Skilled chefs, artists, and carpenters pass on their knowledge through apprenticeships, a combination of formal education and practical insights.

### 4.3 Knowledge Creation

Nonaka understood the creation of new knowledge as transforming tacit knowledge in an employee’s mind into explicit knowledge through innovation.

According to Nonaka, this conversion of tacit into explicit occurs through the social interactions among members of a human group. Through imitation, knowledge is transferred from one individual to another.

Tacit knowledge can also be converted into explicit knowledge by creating contexts where individuals must justify their beliefs.

Davenport and Prusak listed four methods to turn information into knowledge.

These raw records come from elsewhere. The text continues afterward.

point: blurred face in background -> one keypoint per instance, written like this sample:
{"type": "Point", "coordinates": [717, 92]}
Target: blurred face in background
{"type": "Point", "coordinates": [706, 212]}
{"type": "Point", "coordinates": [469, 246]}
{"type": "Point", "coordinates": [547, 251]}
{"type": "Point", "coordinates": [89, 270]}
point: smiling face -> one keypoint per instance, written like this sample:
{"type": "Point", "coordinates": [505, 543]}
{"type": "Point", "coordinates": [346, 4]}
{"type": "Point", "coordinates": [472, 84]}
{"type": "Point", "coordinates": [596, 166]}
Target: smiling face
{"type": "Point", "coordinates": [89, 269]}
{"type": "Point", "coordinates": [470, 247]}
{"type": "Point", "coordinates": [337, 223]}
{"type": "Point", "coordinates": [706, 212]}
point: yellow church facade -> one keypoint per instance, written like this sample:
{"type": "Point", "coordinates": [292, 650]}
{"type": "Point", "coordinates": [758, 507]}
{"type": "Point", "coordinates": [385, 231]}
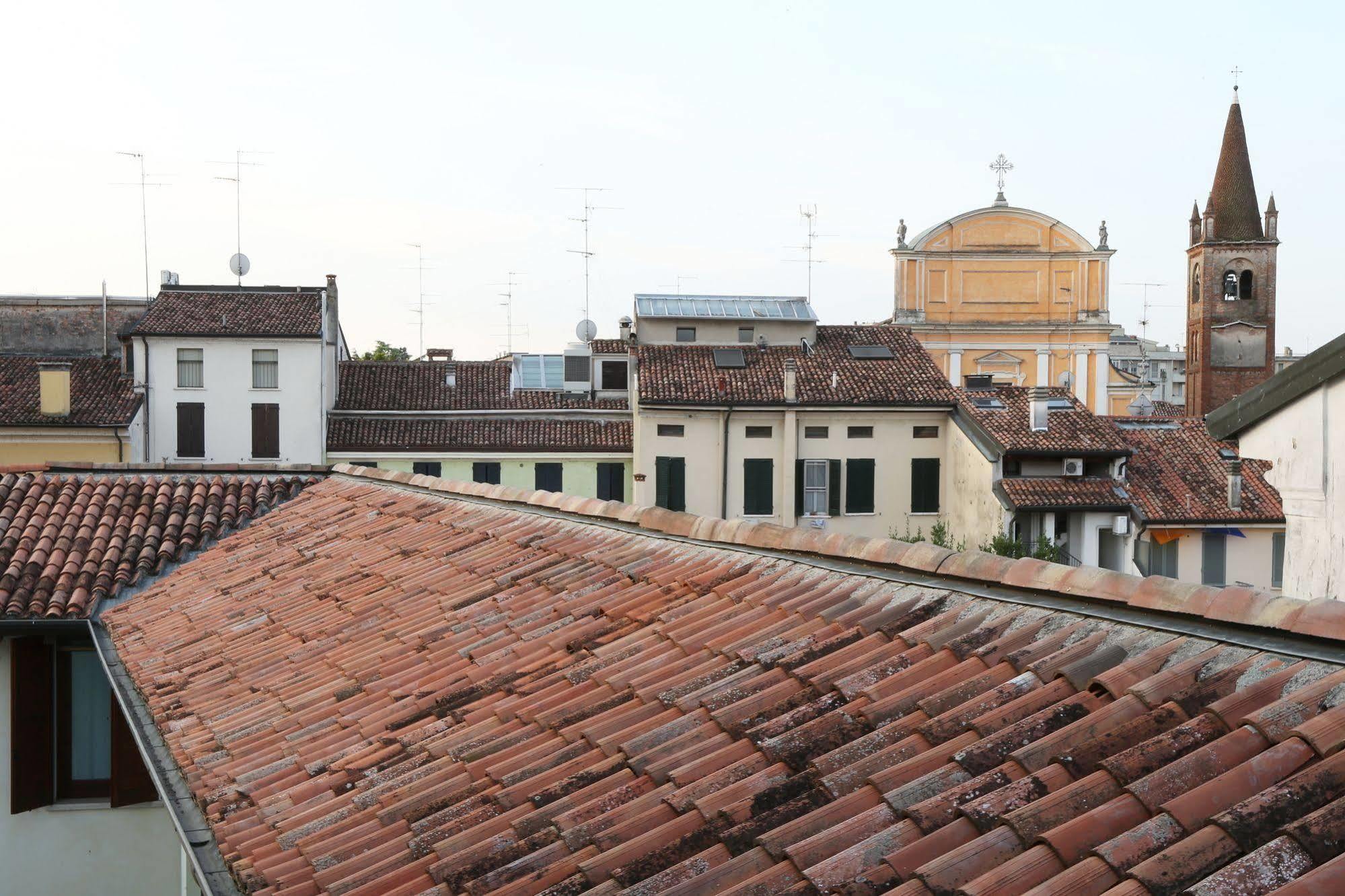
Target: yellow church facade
{"type": "Point", "coordinates": [1012, 294]}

• Comparison — By comparing the information we have on two situations, we can identify similar and distinct elements and determine if a known method that applies to the first situation can also be used in the second with some variation.
• Consequences — How would our decisions and actions change given the information we possess?
• Connections — How do bits of knowledge combine and relate to other bits? Does it enforce our current assumptions, or does it render them inconsistent?
• Conversation — In peer conversations, information is analyzed and distilled, updating our mental models.

Interestingly, in Takeuchi and Nonaka’s work, as well as Davenport and Prusak, knowledge is created first and foremost in the human mind with information at its disposal.

### 4.4 Knowledge Embedded in Processes

Hiking, scuba diving, surgery, and many other risk-prone activities are heavily constrained by rules and processes to ensure operational success.

The surgeon’s protective clothing, tools’ checklists, patient preparation, and handwashing rituals were perfected over many years, even generations, and have come to incorporate a massive body of knowledge that cannot be easily explained or communicated.

Every failure in an operation’s theatre provided a learning experience and an opportunity to improve existing processes and expand or reshape the frontiers of the present knowledge.

You can only codify a fraction of this vast wisdom in books, journals, or magazines, and new surgeons can only be prepared by a combination of formal education and apprenticeship.

Sometimes, explaining why certain traditions and cultures maintain specific assumptions is challenging. Still, their survival over many generations signifies their usefulness and value.

## 5. Final Words

We conclude this article with a sobering thought on the nature of competition in modern times.

Historically, organisations retained their competitive advantage by aggressively protecting their trade secrets and defending their sources of raw materials.

With globalisation, technological advances cannot be easily protected, and competitors quickly imitate and even improve original ideas, swiftly becoming mainstream.

The strategic imperative of securing a competitive edge forced organisations to turn to knowledge assets and intellectual capital as a source of constant innovation and improvement and to keep them at least one step ahead of the competition.

Paul Romer’s original quote vividly illustrates the point.

In a world with physical limits, it is discoveries of big ideas (for example, how to make high-temperature superconductors) together with the discovery of millions of little ideas (better ways to sew a shirt) that make persistent economic growth possible. Ideas are the instructions that let us combine limited physical resources in arrangements that are ever more valuable. — Paul Romer

Combining influential discoveries with Operational Excellence replaced cutting-edge technology as the prime source of competitive advantage.